Rose manages Connecticut team

From staff, wire reports

BRIDGEPORT, Conn. – Pete Rose’s jersey was too big, and he was wearing dress pants as he exchanged lineup cards at home plate.

But the major league’s career hits leader was back in his element Monday, managing a baseball team, if just for one day.

The 73-year-old Rose served as guest skipper of the Bridgeport Bluefish of the independent Atlantic League.

Rose was managing the Cincinnati Reds in 1989 when he agreed to a lifetime ban from Major League Baseball for betting on baseball.
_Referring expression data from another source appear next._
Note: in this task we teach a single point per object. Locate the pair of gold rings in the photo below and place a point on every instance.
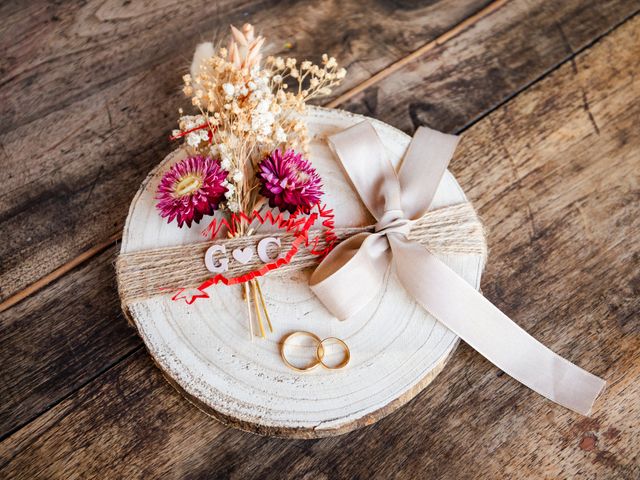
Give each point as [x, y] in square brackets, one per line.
[321, 347]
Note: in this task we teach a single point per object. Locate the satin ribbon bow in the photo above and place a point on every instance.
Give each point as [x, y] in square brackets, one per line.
[353, 273]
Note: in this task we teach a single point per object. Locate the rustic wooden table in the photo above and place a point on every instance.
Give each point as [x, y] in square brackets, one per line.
[546, 95]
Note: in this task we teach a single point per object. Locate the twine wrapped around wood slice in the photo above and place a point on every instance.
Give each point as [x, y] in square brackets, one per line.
[205, 351]
[145, 274]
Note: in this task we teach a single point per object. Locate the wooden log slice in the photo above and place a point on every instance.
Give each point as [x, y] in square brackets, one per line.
[205, 350]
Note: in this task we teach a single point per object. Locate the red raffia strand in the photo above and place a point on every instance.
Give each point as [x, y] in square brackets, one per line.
[203, 126]
[301, 236]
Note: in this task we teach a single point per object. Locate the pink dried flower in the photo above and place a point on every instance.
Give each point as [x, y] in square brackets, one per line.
[289, 181]
[191, 189]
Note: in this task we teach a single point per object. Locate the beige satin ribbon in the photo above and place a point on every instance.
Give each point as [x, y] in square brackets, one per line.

He later admitted he bet on Reds games while running the team.

Rose could take this one-game job because the Bluefish are not affiliated with any major league team.

Rose says he’s relates to the Bluefish players, many of whom also are trying for a second chance in baseball.

Greenberg buys team

STATE COLLEGE – Mandalay Baseball Properties, LLC announced that it has entered into a definitive agreement with an ownership group led by State College Spikes chairman and managing partner Chuck Greenberg to purchase the Class AA Frisco RoughRiders of the Texas League.
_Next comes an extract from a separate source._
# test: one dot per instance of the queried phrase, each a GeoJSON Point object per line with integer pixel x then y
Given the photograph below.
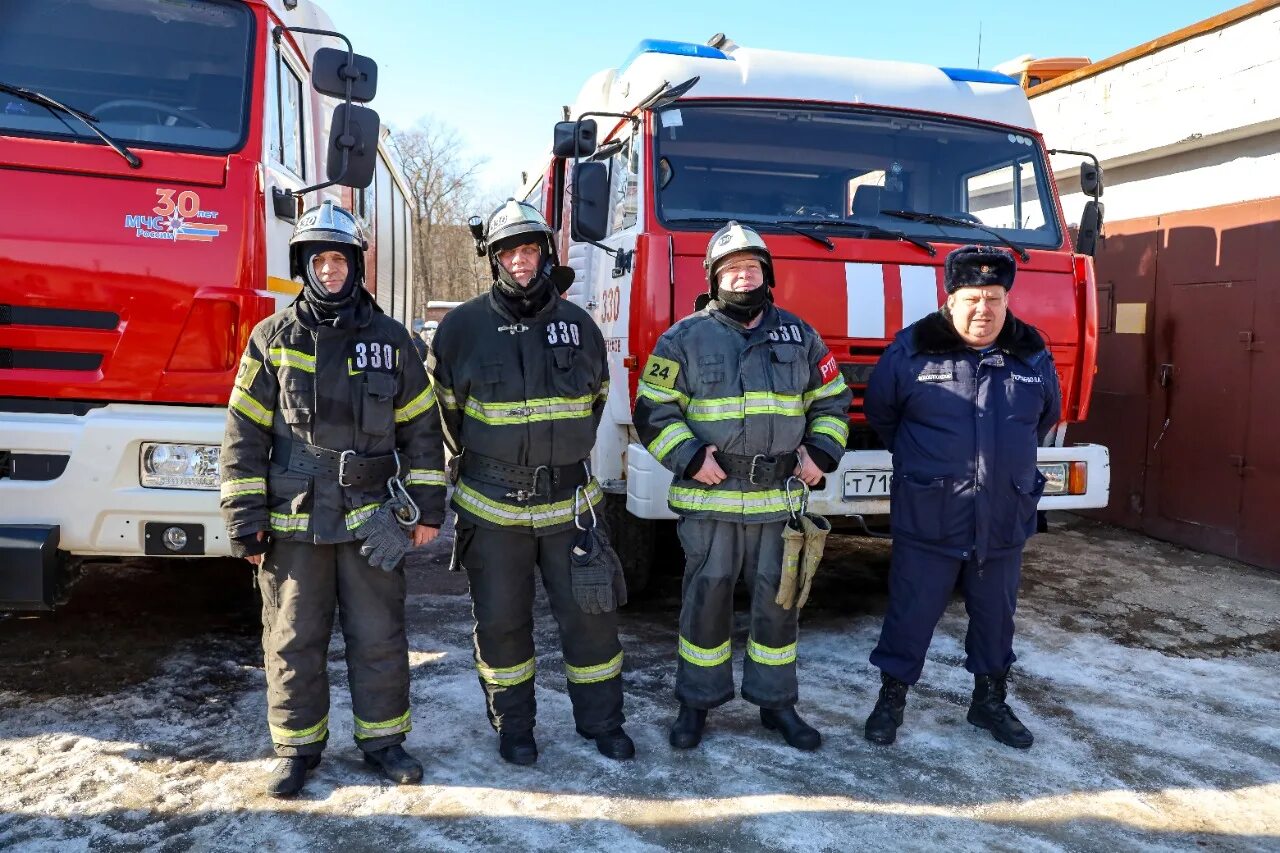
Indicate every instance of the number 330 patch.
{"type": "Point", "coordinates": [373, 355]}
The agreement is subject to the approvals of the Texas League and Minor League Baseball, and the review of the Office of Commissioner of Major League Baseball.

Greenberg, who also owns the Texas Rangers’ Advanced-A affiliate Myrtle Beach Pelicans and the State College Spikes of the New York-Penn League, was the former CEO and managing partner of the Texas Rangers.

Greenberg also headed a group that bought the Altoona Curve from Bob Lozinak in 2002, and he acted as president and managing partner until selling the club back to Lozinak in 2008.

Greenberg has led the Spikes ownership group since the franchise was founded and played its first game in 2006. He worked with Penn State University on the financing, construction and operating agreement for Medlar Field at Lubrano Park, home to both the Spikes and Penn State’s NCAA baseball program.

Arroyo’s streak ends

PHOENIX – Former Altoona Curve pitcher Bronson Arroyo had been one of baseball’s most reliable pitchers during his 15-year career, fighting off a variety of ailments to take the ball every time his turn came up.

When his arm started to get sore and his velocity dropped, even he couldn’t keep going.

The Arizona Diamondbacks placed Arroyo on the 15-day disabled list with elbow tendinitis on Monday, ending the right-hander’s run of consecutive starts at 369, the second-longest active streak behind the 443 straight starts by Toronto’s Mark Buehrle.

“He’s had other times in his career when he’s been able to overcome things like this, but it wasn’t in the cards this time,” Diamondbacks manager Kirk Gibson said.